While transactions worth Rs 26 crore took place in September 2012, this quantum rose to Rs 408 crore by July 2013, according to a Deloitte report, titled ‘M-Banking and M-Payments: The Next Frontier’. The number of transactions has also shot up from 94,000 to 7,01,000.

According to the report, the introduction of IMPS has been the biggest driver of mobile payments since the RBI gave the nod for transactions over mobile phones in 2005-06

IMPS, a catalyst

The data indicate that IMPS, which was launched in India in November 2010, is finally beginning to gain acceptance among cell phone users. The facility is provided by the National Payments Corporation of India (NPCI) through the national financial switch. IMPS offers instant, 24x7 inter-bank electronic fund transfers through mobile phones in a secure manner.

The volumes are expected to rise further. Recently, the NPCI launched person-to-person and merchant transfers, as well as technology to enable service providers to send automated alerts to their users — on BSNL and MTNL connections.

With over 870 million customers at present, the telecom industry has seen high growth over the past decade. And, the growth is not just in urban areas, 40 per cent of rural India has jumped onto the mobile phone bandwagon. While initially the services were limited to communication, entertainment and information, innovative mobile applications have extended the potential of mobile phones to areas such as governance, commerce and health. The financial services sector also recognised the opportunity presented by permeation of mobile phone services. But the stakeholders are still calibrating the consumer proposition and service delivery mechanism to tap this huge potential.

Regulatory regime

The regulatory environment, too, needs to be tweaked to give a push to mobile-based payments, which are dwarfed by the quantum and volume of cheque-based payments, as well as Internet transactions that take place on a daily basis.
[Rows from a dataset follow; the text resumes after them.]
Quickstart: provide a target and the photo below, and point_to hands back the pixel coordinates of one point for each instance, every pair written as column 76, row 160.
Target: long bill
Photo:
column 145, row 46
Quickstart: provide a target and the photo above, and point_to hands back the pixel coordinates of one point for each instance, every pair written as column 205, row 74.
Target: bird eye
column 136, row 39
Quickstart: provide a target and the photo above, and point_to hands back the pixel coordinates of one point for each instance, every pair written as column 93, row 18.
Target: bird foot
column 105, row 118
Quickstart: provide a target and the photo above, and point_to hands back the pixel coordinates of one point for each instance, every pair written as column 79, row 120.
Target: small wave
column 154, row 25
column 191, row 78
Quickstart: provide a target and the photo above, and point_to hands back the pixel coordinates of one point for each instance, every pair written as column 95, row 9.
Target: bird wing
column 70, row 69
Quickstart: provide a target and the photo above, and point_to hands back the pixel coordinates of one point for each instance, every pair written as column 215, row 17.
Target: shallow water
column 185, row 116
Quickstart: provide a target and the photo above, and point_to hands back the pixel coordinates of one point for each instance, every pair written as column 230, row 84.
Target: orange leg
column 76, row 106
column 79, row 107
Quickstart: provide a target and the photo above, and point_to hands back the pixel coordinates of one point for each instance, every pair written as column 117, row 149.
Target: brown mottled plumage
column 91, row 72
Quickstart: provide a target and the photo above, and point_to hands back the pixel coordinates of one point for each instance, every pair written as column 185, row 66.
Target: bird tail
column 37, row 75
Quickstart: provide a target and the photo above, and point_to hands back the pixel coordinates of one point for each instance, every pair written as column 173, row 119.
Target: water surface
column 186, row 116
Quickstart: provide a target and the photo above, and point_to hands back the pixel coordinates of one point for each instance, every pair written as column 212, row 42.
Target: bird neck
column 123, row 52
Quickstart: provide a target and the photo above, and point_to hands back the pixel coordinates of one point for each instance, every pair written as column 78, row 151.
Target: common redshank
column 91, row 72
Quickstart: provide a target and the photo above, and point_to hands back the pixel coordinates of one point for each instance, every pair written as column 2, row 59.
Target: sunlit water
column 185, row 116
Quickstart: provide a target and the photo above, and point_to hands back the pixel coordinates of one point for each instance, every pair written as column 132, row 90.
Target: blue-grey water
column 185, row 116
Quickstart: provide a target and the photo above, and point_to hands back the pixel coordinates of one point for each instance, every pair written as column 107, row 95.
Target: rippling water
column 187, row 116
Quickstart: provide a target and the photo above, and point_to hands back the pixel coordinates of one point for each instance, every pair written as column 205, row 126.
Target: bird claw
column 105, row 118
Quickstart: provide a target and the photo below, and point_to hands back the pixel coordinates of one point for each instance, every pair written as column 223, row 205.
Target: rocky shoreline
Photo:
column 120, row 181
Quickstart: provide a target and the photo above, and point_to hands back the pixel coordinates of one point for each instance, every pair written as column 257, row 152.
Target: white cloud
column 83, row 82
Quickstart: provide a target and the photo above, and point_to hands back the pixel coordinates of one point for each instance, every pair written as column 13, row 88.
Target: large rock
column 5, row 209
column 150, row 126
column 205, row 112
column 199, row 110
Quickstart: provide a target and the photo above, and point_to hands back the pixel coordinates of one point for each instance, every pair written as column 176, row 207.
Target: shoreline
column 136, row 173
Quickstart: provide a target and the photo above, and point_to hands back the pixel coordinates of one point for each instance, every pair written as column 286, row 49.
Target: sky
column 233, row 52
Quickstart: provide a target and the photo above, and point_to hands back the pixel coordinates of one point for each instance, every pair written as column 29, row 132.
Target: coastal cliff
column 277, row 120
Lack of awareness about mobile payments as also the absence of a standardised and easy-to-use service — service providers adopt different routes for offering IMPS — are stumbling blocks.

Consequently, it is often impossible to transfer money to a user or merchant using a “wallet” provided by a different service provider. Another hurdle is the lack of trust in digital money, with people worried about security, privacy, speed and transparency of usage charges.

What is more, once money is loaded or received through mobile devices, there are limited facilities that enable cash withdrawal. To boot, there is a limit on cash withdrawal.